Bluebird: High-performance SDN for Bare-metal Cloud Services

  • Manikandan Arumugam ,
  • Deepak Bansal ,
  • Navdeep Bhatia ,
  • James Boerner ,
  • Simon Capper ,
  • Changhoon Kim ,
  • Sarah McClure ,
  • Neeraj Motwani ,
  • Ranga Narasimhan ,
  • Urvish Panchal ,
  • Tommaso Pimpo ,
  • Ariff Premji ,
  • Pranjal Shrivastava ,
  • Rishabh Tewari

NSDI 2022 |

The bare-metal cloud service is a type of IaaS (Infrastructure as a Service) that offers dedicated server hardware to customers along with access to other shared infrastructure in the cloud, including network and storage.

This paper presents our experiences in designing, implementing, and deploying Bluebird, the high-performance network virtualization system for the bare-metal cloud service on Azure.
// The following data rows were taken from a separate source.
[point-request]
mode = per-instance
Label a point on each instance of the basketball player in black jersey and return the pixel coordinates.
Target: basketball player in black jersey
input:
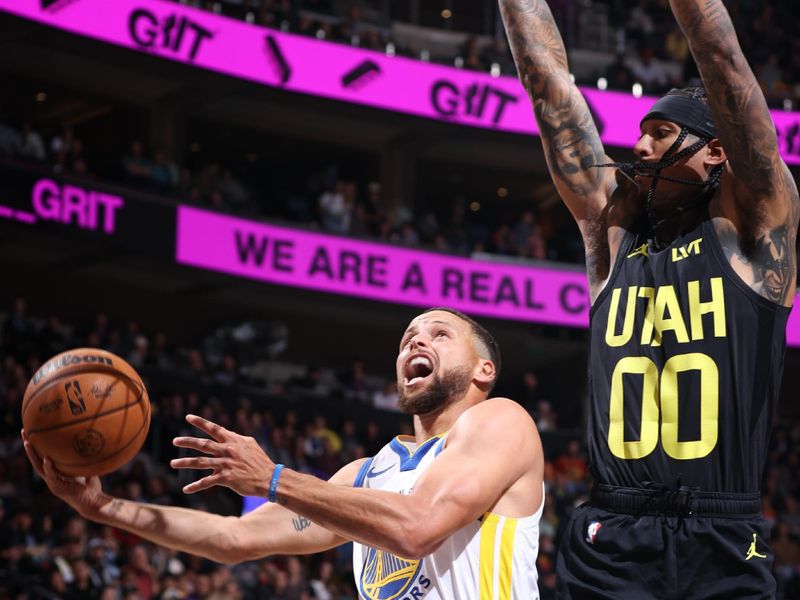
(691, 262)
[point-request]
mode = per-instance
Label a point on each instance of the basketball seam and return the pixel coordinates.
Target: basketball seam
(86, 418)
(145, 423)
(78, 371)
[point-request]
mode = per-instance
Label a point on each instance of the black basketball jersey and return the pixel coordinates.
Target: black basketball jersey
(684, 369)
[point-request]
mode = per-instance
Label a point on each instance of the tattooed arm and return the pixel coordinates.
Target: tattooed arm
(569, 135)
(762, 204)
(270, 529)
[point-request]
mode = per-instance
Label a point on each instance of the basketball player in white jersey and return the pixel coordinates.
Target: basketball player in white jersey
(450, 514)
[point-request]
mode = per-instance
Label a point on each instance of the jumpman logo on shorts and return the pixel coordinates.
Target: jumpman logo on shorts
(752, 552)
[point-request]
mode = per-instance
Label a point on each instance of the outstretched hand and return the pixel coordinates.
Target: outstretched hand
(237, 461)
(83, 494)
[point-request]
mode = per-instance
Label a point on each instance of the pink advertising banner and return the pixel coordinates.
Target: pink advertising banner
(336, 71)
(386, 273)
(380, 272)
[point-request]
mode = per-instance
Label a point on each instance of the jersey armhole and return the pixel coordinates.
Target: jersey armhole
(719, 255)
(624, 249)
(362, 473)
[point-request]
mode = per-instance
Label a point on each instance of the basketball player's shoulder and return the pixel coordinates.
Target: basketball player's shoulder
(496, 415)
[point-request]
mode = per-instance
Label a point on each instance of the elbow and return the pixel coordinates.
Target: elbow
(416, 541)
(726, 58)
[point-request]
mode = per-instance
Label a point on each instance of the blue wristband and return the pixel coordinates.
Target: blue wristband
(273, 485)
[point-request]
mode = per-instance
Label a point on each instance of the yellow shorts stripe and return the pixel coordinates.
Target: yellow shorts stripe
(506, 558)
(488, 534)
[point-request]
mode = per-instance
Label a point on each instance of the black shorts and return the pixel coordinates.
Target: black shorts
(605, 554)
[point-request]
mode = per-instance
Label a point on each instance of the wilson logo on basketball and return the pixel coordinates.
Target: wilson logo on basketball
(75, 398)
(67, 360)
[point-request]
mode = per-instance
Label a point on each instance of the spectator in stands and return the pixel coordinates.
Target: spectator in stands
(386, 398)
(545, 416)
(528, 391)
(619, 75)
(32, 146)
(650, 73)
(640, 26)
(471, 53)
(163, 173)
(335, 208)
(233, 191)
(135, 165)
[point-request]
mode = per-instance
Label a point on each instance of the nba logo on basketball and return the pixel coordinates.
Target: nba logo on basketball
(591, 531)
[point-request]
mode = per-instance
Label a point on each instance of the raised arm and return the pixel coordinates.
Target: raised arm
(493, 458)
(764, 205)
(571, 142)
(270, 529)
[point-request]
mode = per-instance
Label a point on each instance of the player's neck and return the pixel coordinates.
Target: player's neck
(441, 420)
(676, 217)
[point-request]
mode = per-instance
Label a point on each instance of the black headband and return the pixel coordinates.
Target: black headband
(691, 113)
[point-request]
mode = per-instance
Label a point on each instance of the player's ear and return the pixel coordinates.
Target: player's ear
(486, 372)
(715, 153)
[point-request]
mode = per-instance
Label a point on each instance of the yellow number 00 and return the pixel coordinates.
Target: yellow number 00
(668, 393)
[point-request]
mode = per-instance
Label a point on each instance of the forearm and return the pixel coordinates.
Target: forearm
(186, 530)
(534, 39)
(376, 518)
(740, 111)
(708, 29)
(569, 135)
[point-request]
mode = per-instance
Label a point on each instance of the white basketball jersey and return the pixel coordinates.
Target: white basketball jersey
(493, 558)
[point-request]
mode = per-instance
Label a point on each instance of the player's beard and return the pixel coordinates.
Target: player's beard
(439, 391)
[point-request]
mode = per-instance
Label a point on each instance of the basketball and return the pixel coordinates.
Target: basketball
(87, 410)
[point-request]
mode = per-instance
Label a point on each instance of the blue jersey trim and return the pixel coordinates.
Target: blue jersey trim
(362, 473)
(440, 447)
(410, 459)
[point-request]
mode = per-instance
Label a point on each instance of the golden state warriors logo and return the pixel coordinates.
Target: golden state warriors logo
(386, 576)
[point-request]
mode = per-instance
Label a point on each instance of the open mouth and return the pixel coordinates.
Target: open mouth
(417, 369)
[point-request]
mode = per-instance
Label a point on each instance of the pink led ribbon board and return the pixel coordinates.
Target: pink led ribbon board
(386, 273)
(380, 272)
(336, 71)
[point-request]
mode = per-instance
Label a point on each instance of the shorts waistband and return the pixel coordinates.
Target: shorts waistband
(684, 501)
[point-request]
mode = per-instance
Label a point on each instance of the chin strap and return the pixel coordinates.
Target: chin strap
(653, 170)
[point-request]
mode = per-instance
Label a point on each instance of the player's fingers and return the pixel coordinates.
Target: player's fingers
(49, 470)
(202, 484)
(194, 462)
(218, 432)
(200, 444)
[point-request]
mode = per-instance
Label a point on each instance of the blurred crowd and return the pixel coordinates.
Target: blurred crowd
(324, 198)
(311, 418)
(652, 50)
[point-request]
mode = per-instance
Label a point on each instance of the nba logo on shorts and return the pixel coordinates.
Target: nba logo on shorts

Bluebird’s data plane is built using high-performance programmable switch ASICs. This design allows us to ensure the high performance, scale, and custom forwarding capabilities necessary for network virtualization on Azure. Bluebird employs a few well-established technical principles in the control plane that ensure scalability and high availability, including route caching, device abstraction, and architectural decoupling of switch-local agents from a remote controller.

The Bluebird system has been running on Azure for more than two years. During this time, it has served thousands of bare-metal tenant nodes and delivered full line-rate NIC speed of bare-metal servers of up to 100Gb/s while ensuring less than 1µs of maximum latency at each Bluebird-enabled SDN switch. We share our experiences of running bare-metal services on Azure, along with the P4 data plane program used in the Bluebird-enabled switches.